A arbitragem internacional no ordenamento jurídico português e francês

A arbitragem, modo voluntário de dirimição extra-judicial dos litígios, assenta o seu poder na vontade de ambas as partes de um negócio jurídico ou de uma convenção, de recorrer a uma justiça privada. Por consenso, os sujeitos renunciam à esfera da justiça estadual em favor de uma via jurisdicional na qual usufruem do poder processual. A arbitragem tem por vocação substituir a ordem judicial pública e revela-se, nomeadamente na sua vertente internacional, uma instituição privada que derroga ao monopólio do Estado sobre a justiça, embora atributo principal da soberania estadual.
O renome conferido à arbitragem justificou o desenvolvimento do recurso a esta justiça voluntária nas últimas décadas assim como o acréscimo das organizações privadas de arbitragem. Inicialmente, a arbitragem era usitada numa esfera restrita, por práticos, técnicos e juristas, em determinados ramos. As vantagens manifestadas por esta justiça favoreceram a expansão do seu âmbito ; além do incremento do recurso espontáneo à arbitragem pelas partes, mediante cláusula compromissória ou compromisso arbitral, o legislador tem impulsado, por uma institucionalização, a intervenção da via arbitral em novos ramos desde então excluidos.
O êxito e a ampliação, inclusive legal, da arbitragem justificam-se principalmente pelas ventagens que esta justiça reúne, e que nomeadamente paliam determinadas carências das instituições judiciárias estaduais. A arbitragem é com efeito unanimemente aprovada por conciliar celeridade processual, confidencialidade, neutralidade e confiança, competência técnica dos árbitros (em geral peritos da especialidade do meio profissional em causa), pacificação do processo, execução simplificada e alípede das sentenças (frequentemente espontânea). Assente sobre estes factores aliciantes, os técnicos qualificam a arbitragem de via segura e eficiente para prevenir, enquadrar e resolver qualquer questão ou dificuldade nos melhores termos e condições.

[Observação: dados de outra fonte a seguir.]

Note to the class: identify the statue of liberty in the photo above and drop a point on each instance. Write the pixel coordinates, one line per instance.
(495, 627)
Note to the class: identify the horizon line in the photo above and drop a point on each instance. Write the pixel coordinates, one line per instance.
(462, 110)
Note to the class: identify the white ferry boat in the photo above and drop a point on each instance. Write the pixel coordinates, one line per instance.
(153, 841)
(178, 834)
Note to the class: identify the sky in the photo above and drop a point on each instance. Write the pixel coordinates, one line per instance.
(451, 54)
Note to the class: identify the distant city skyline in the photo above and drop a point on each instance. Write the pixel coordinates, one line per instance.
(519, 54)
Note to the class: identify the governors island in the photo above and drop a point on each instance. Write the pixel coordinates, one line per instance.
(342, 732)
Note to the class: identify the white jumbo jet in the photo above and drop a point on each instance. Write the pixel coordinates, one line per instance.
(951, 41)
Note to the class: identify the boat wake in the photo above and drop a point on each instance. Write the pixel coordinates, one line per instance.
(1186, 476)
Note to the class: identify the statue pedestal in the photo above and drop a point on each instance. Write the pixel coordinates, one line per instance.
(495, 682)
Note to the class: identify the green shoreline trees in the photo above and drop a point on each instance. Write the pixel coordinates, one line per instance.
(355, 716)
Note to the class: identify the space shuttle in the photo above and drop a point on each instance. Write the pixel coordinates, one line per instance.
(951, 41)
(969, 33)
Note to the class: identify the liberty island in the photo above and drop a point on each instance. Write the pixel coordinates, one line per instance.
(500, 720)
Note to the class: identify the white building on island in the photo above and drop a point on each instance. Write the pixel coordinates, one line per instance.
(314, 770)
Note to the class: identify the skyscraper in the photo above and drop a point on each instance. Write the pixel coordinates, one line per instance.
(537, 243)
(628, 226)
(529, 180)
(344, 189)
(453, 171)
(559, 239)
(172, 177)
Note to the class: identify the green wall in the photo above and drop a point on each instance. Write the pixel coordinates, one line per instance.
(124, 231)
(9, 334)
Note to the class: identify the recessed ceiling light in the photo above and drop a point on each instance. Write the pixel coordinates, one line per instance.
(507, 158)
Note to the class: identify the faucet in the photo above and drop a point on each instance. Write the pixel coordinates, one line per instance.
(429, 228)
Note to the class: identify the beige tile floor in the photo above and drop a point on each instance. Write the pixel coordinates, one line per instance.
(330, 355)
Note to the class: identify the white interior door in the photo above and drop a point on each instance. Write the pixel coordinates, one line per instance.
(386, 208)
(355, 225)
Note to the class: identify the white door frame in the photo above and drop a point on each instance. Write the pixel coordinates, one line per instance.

Em contraposição, os inconvenientes tradicionalmente invocados contra a arbitragem são consubstanciados pela dificuldade de intervenção de terceiros, a restrição dos meios de impugnação, a escassez das regras legais e da jurisprudência, o custo financeiro, a capacidade de bloqueio das partes pela ausência de consenso.
Nova forma relevante de regulação dos litígios em Portugal, a arbitragem internacional inscreve-se no permanente esforço mundial, que se manifestou essencialmente após cada guerra mundial, de instituir um regime de direito internacional convencional, de acordo com os princípios fundamentais dos Estados. No quadro regional, a evolução da arbitragem internacional em Portugal conforma-se ao esforço comunitário de unificação das legislações nacionais dos estados membros da União Europeia. A recente refundição da legislação portuguesa de 1986 coíncide aliás com a adesão de Portugal à Comunidade Económica.
O quadro jurídico e económico similar que governou o Estado português e francês justificou, na oitava década do século XX, uma reforma concomitante do direito interno vigente, na perspectiva de reformular e incentivar a arbitragem, nomeadamente na sua vertente internacional, para responder às necessidades expressas pelo comércio, primacialmente extra-fronteiriço, e favorecer o mesmo.
Foi pelo instrumento da lei que, recentemente, o sistema jurídico português introduziu e regulou, pela primeira vez, a arbitragem internacional, nos termos da Lei n°31/86, de 29 de Agosto, relativa à Arbitragem Voluntária.
Por sua parte, o legislador francês entendeu, por via de decreto, dedicar um diploma específico à arbitragem internacional, distinto da arbitragem apreendida na sua forma, por Decreto n°81-500, de 12 de Maio de 1981, relativo à arbitragem internacional, inserido no Nouveau Code de Procédure Civile, aos artigos 1442 a 1507.
A orientação convergente destas duas legislações, que teve por principal objectivo incentivar esta instituição e favorecer a sua harmonização com os instrumentos mundiais e regionais, expressou-se por um conceito afim da arbitragem comercial.
Oriundo deste preceito e dos princípios fundadores consequentes, o regime instaurado que realça o singularismo desta instituição em cada um destes dois Estados, demostra todavia divergências que suscitam dificuldades práticas, tendo em conta o carácter transfronteiriço da disciplina, nomeadamente em determinados casos na fase executória em Portugal da sentença proferida em França.